If you find any, please send your feedback to kookminpr@kookmin.ac.kr so we can correct them.

 

View original article [click]

Winners of the Excellence Award at the Spring Conference of the Korean Society of Metals and Materials / Students from the Artificial Intelligence Materials Design Laboratory

Date 2026-07-03 Hit 180

Park Se-jin, a Ph.D. candidate, and Won Hye-ji, an undergraduate research assistant, both from the Artificial Intelligence Materials Design Laboratory in the Department of New Materials Engineering at Kookmin University (advisor: Professor Cho Ki Sub), demonstrated their outstanding research capabilities by winning the Outstanding Oral Presentation Award and the Outstanding Student Poster Presentation Award, respectively, at the Artificial Intelligence Materials Science session of the 2026 Spring Conference of the Korean Society of Metals and Materials, held recently.

Ph.D. candidate Park Se-jin delivered an oral presentation titled “OPSI: An On-premises LLM-based Schema-Inductive Framework for CPSP Database Construction of Ni-based Superalloys,” while undergraduate research assistant Won Ye-ji presented a poster titled “Research on LLM-based Automation of Table Data Extraction and Prompt Self-Improvement in an On-premises Environment.” Both studies are significant in that they propose methodologies for reliably extracting composition, process, microstructure, and property information from literature data on nickel-based superalloys and utilizing this information for the construction of AI-based materials databases and advanced alloy design.

Recently, there have been active efforts in the field of materials research to systematically collect and analyze existing literature data in order to reduce experimental time and costs and accelerate alloy design. However, in the case of nickel-based superalloys—where table structures in papers are complex and individual data points hold high value—existing automatic extraction methods alone had limitations in securing accurate data. Furthermore, cloud-based large language models (LLMs) pose security constraints due to the risk of sensitive research data being transmitted to external servers, leading to a growing need for on-premises LLM environments that can ensure both security and reproducibility.

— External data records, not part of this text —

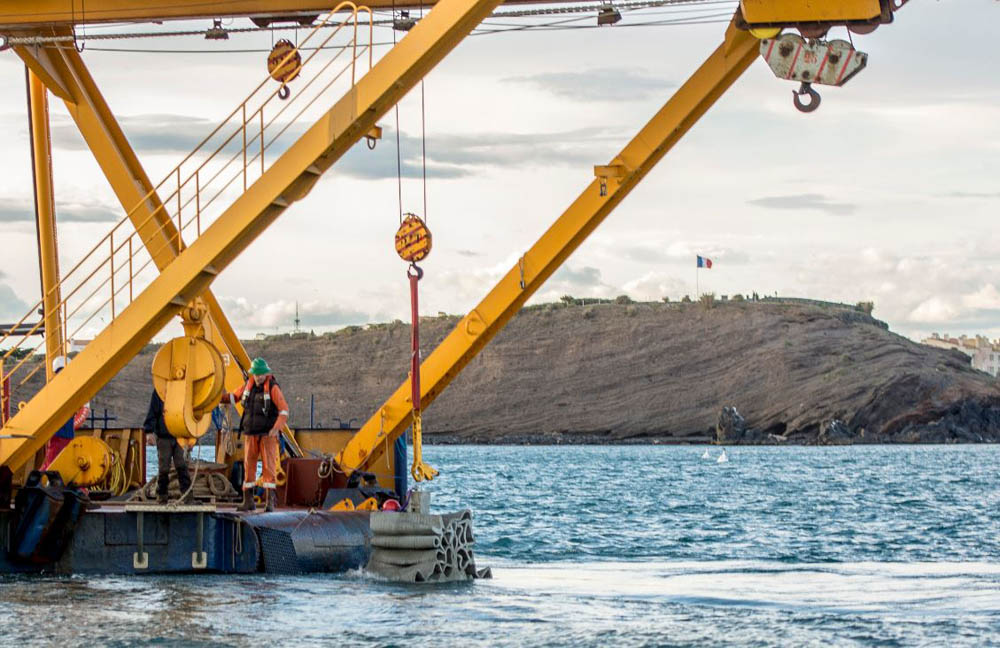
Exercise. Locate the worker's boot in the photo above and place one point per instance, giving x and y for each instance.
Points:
(247, 504)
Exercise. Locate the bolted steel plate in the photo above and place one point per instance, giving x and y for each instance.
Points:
(826, 63)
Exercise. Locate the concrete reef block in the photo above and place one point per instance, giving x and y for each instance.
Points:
(407, 557)
(407, 542)
(406, 524)
(415, 548)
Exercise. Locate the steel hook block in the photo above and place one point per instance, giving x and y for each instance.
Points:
(814, 98)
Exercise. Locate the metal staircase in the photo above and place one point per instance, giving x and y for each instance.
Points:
(240, 178)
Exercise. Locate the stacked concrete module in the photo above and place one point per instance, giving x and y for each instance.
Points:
(420, 548)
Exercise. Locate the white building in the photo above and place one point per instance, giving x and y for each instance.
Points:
(983, 354)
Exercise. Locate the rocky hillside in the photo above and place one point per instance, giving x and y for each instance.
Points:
(795, 373)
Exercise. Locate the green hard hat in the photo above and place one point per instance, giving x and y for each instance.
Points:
(259, 367)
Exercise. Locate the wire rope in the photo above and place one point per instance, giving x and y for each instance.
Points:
(625, 5)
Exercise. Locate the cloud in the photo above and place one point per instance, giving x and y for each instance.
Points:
(659, 252)
(602, 84)
(585, 277)
(69, 212)
(974, 194)
(653, 286)
(246, 315)
(987, 297)
(805, 201)
(935, 310)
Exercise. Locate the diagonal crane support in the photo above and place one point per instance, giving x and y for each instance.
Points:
(22, 14)
(290, 178)
(65, 75)
(738, 51)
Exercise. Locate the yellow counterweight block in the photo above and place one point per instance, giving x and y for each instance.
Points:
(189, 374)
(86, 461)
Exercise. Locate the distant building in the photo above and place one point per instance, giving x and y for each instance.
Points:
(983, 354)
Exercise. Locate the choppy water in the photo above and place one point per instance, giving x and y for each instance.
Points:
(618, 546)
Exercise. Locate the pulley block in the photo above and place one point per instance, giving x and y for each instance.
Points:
(413, 239)
(284, 64)
(794, 58)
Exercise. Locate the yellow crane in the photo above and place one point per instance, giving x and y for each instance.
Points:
(166, 219)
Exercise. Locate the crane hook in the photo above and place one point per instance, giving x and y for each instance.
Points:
(814, 98)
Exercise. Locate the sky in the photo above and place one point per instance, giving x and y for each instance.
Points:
(888, 193)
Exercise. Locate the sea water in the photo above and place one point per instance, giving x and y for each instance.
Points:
(616, 546)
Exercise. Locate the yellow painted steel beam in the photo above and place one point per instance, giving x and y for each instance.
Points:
(289, 179)
(793, 11)
(31, 14)
(45, 218)
(370, 444)
(64, 72)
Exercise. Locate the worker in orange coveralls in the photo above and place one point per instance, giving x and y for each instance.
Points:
(65, 434)
(265, 412)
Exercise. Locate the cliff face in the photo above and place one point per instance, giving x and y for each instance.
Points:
(619, 373)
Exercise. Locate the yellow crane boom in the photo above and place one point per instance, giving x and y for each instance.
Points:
(289, 179)
(613, 182)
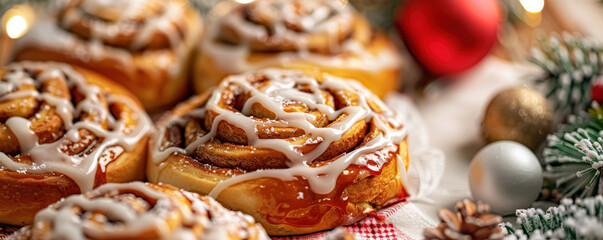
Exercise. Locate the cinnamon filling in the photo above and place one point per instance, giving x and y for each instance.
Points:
(52, 121)
(133, 25)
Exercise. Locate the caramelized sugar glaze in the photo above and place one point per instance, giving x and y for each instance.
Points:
(64, 131)
(139, 210)
(297, 34)
(300, 152)
(143, 45)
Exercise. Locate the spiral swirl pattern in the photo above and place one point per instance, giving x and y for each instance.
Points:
(53, 120)
(301, 152)
(134, 25)
(284, 25)
(287, 121)
(329, 36)
(142, 211)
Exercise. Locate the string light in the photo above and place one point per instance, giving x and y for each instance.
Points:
(16, 26)
(532, 6)
(16, 21)
(244, 1)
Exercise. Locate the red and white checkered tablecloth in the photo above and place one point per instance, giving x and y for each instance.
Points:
(382, 225)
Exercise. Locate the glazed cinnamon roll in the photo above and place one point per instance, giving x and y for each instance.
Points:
(64, 131)
(145, 46)
(301, 153)
(298, 34)
(139, 210)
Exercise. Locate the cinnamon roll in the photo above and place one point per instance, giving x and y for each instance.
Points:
(299, 152)
(145, 46)
(139, 210)
(325, 35)
(64, 131)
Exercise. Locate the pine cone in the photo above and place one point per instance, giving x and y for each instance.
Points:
(472, 221)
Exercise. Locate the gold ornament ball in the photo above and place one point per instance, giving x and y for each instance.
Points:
(519, 114)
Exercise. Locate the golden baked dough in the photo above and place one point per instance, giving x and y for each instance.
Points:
(299, 152)
(145, 46)
(311, 35)
(139, 210)
(63, 131)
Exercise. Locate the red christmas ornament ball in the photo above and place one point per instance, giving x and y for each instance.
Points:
(448, 36)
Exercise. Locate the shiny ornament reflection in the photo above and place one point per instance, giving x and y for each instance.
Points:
(506, 175)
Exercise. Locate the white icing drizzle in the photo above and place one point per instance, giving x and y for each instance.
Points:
(48, 157)
(321, 179)
(119, 220)
(234, 58)
(46, 33)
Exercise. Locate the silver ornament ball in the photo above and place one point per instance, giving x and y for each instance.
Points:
(507, 175)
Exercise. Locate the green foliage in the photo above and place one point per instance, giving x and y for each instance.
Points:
(582, 219)
(570, 67)
(574, 156)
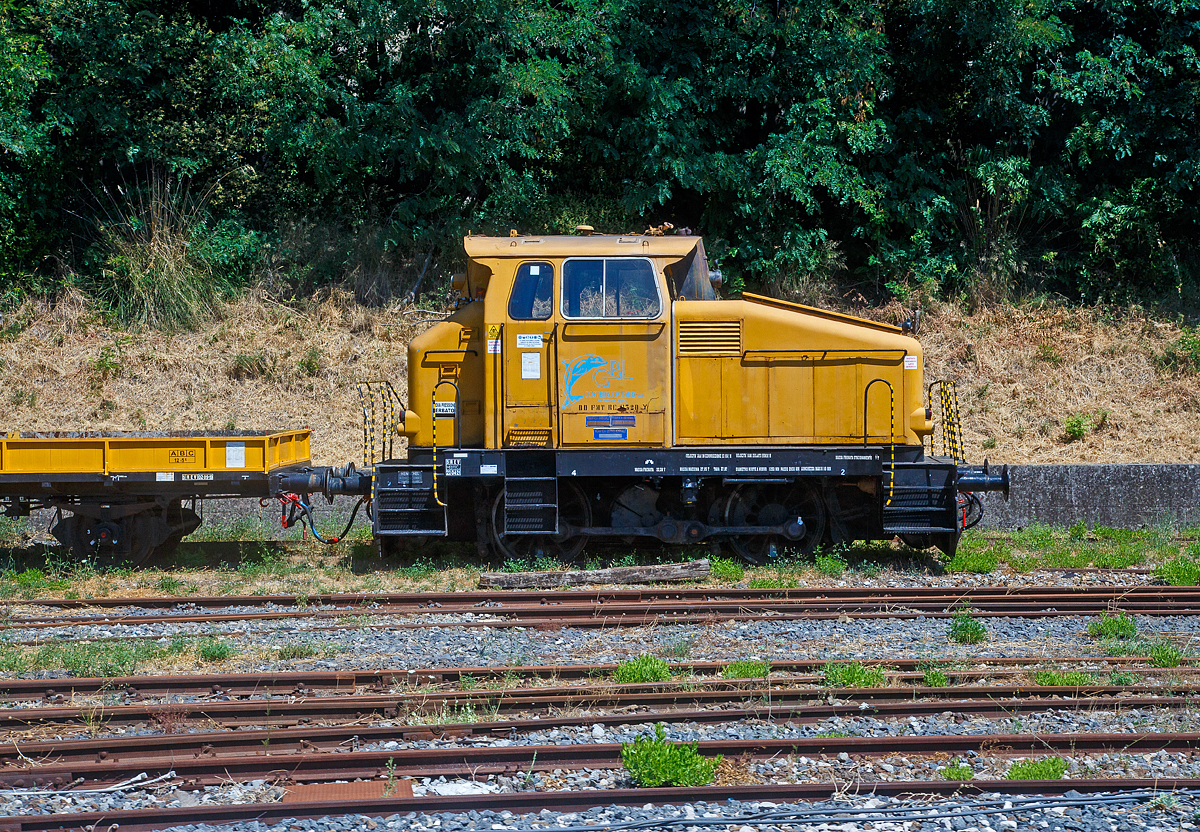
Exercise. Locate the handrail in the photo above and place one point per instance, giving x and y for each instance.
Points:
(952, 430)
(433, 425)
(892, 430)
(769, 353)
(393, 411)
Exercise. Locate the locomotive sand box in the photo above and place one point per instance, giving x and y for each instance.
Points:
(587, 387)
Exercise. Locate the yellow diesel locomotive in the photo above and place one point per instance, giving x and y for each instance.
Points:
(586, 388)
(595, 388)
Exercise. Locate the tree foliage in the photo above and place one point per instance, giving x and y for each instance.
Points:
(935, 145)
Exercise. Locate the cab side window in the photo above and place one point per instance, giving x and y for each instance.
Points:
(610, 288)
(531, 292)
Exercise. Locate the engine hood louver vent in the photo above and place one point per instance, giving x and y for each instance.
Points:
(711, 336)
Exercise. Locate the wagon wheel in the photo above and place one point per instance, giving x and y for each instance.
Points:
(79, 534)
(573, 509)
(772, 504)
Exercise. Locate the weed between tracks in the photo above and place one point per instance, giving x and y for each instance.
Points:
(111, 658)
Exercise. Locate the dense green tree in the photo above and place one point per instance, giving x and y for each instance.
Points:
(939, 145)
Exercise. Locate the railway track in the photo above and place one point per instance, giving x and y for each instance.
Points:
(149, 750)
(309, 683)
(295, 729)
(591, 609)
(149, 820)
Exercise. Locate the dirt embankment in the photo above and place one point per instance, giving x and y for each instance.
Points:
(1023, 376)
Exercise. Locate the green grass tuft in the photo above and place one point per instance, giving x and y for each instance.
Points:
(933, 676)
(643, 669)
(976, 562)
(852, 675)
(1123, 677)
(1047, 768)
(1120, 626)
(653, 761)
(772, 584)
(960, 771)
(966, 629)
(1181, 570)
(299, 651)
(1164, 654)
(747, 669)
(213, 650)
(1063, 678)
(832, 564)
(725, 569)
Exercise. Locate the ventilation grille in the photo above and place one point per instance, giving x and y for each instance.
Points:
(711, 336)
(529, 437)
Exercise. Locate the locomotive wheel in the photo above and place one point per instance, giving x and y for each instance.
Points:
(768, 504)
(573, 509)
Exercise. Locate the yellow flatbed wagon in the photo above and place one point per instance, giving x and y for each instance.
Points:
(126, 491)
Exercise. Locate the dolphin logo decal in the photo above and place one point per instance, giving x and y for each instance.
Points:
(575, 371)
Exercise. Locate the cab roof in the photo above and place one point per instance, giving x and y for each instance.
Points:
(594, 245)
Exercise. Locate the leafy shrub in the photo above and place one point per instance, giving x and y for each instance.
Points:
(966, 629)
(1120, 626)
(216, 651)
(831, 564)
(1075, 426)
(643, 669)
(1185, 353)
(1047, 768)
(747, 669)
(978, 562)
(1164, 654)
(1181, 570)
(310, 363)
(161, 262)
(1063, 678)
(653, 761)
(959, 771)
(726, 569)
(852, 675)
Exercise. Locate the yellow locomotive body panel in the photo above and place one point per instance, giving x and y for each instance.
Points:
(593, 341)
(185, 454)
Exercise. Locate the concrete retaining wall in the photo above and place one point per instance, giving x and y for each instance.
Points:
(1121, 496)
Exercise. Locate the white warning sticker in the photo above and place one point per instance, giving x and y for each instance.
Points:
(235, 454)
(531, 365)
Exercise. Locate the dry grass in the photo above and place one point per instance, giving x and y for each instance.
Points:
(1021, 372)
(85, 375)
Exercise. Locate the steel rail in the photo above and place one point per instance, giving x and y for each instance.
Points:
(310, 766)
(637, 615)
(301, 710)
(558, 597)
(304, 683)
(169, 747)
(521, 802)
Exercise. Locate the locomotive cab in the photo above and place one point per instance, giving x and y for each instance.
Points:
(594, 388)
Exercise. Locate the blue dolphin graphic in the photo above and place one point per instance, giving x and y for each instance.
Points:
(575, 371)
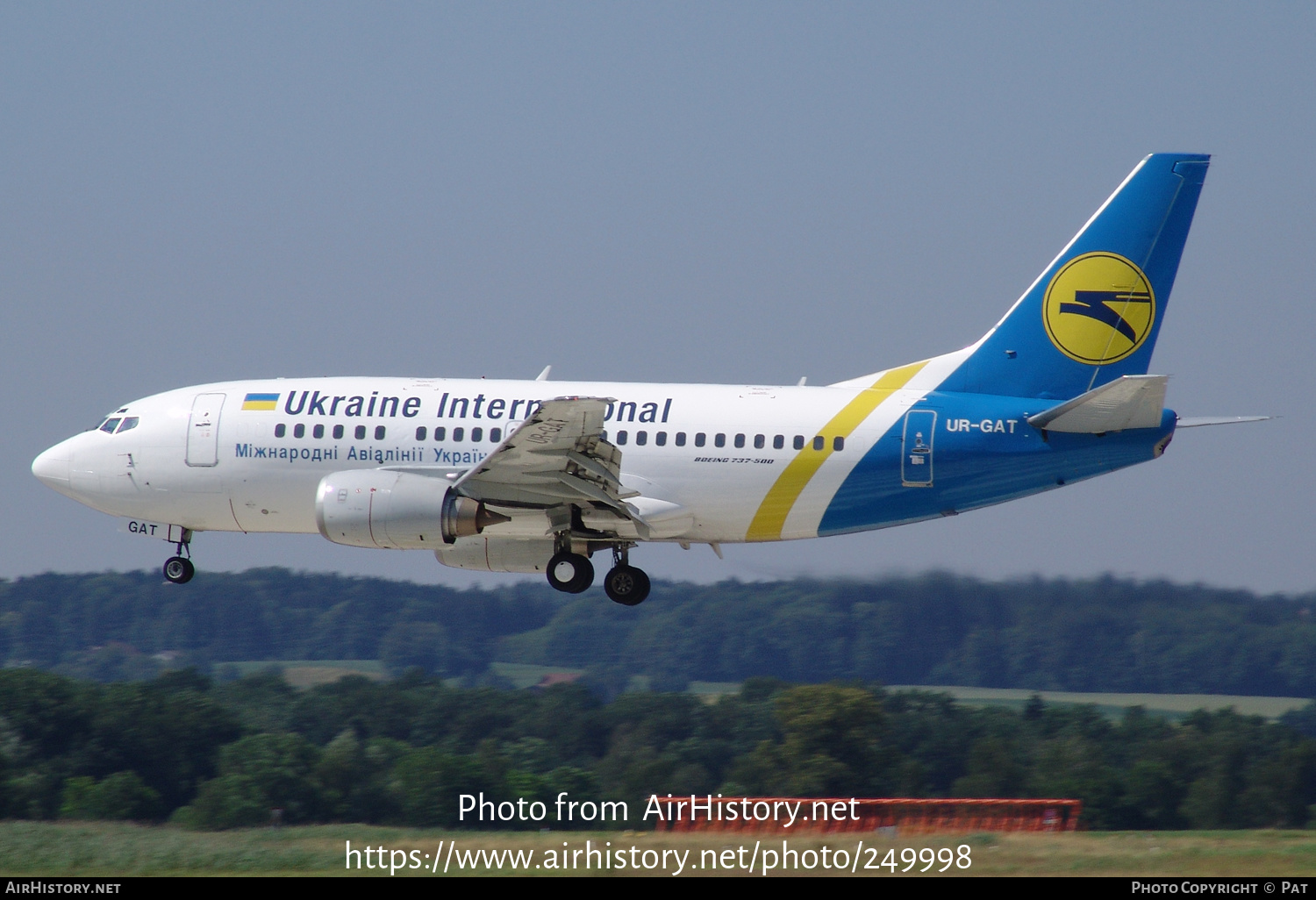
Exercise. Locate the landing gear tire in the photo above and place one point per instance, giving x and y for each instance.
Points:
(570, 573)
(626, 584)
(179, 570)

In response, Ph.D. candidate Park Se-jin designed the on-premises OPSI framework, which performs the entire data processing workflow within an internal environment, and analyzed the numerical hallucination issue of on-premises LLMs from the perspective of the model’s internal information processing and inference processes. Based on this, he improved the existing single-prompt-based extraction method and proposed a three-stage pipeline consisting of item identification, source text verification, and JSON structuring. As a result, the OPSI framework extracted approximately twice as many items as the existing GPT-4o-based extraction method and also demonstrated improved extraction accuracy.

Undergraduate research student Won Hye-ji proposed a methodology for exploring optimal prompts by applying GP-UCB-based active learning in an on-premises LLM environment. In the study, prompts were structured with three slots and five candidates per slot, creating a total of 125 combinations, and GP-UCB was utilized to strategically evaluate promising combinations. Additionally, the team designed a loss function that imposes a high penalty for hallucination, thereby increasing extraction reliability. As a result, they reached the top-performing prompt—equivalent to that achieved through a full search—with just 10 evaluations, demonstrating the efficiency of active learning-based prompt optimization.

This award recognizes the excellence of the research being conducted by Kookmin University’s Artificial Intelligence Materials Design Laboratory in the areas of AI-based materials database construction, prompt engineering, and automated materials design. In particular, it demonstrates that an on-premises LLM environment serves as a practical research infrastructure capable of simultaneously ensuring research security and data extraction efficiency, and is expected to play a crucial role in the future construction of high-precision databases for the design of high-temperature structural materials and advanced alloys.

This content is translated from Korean to English using the AI translation service DeepL and may contain translation errors such as jargon/pronouns.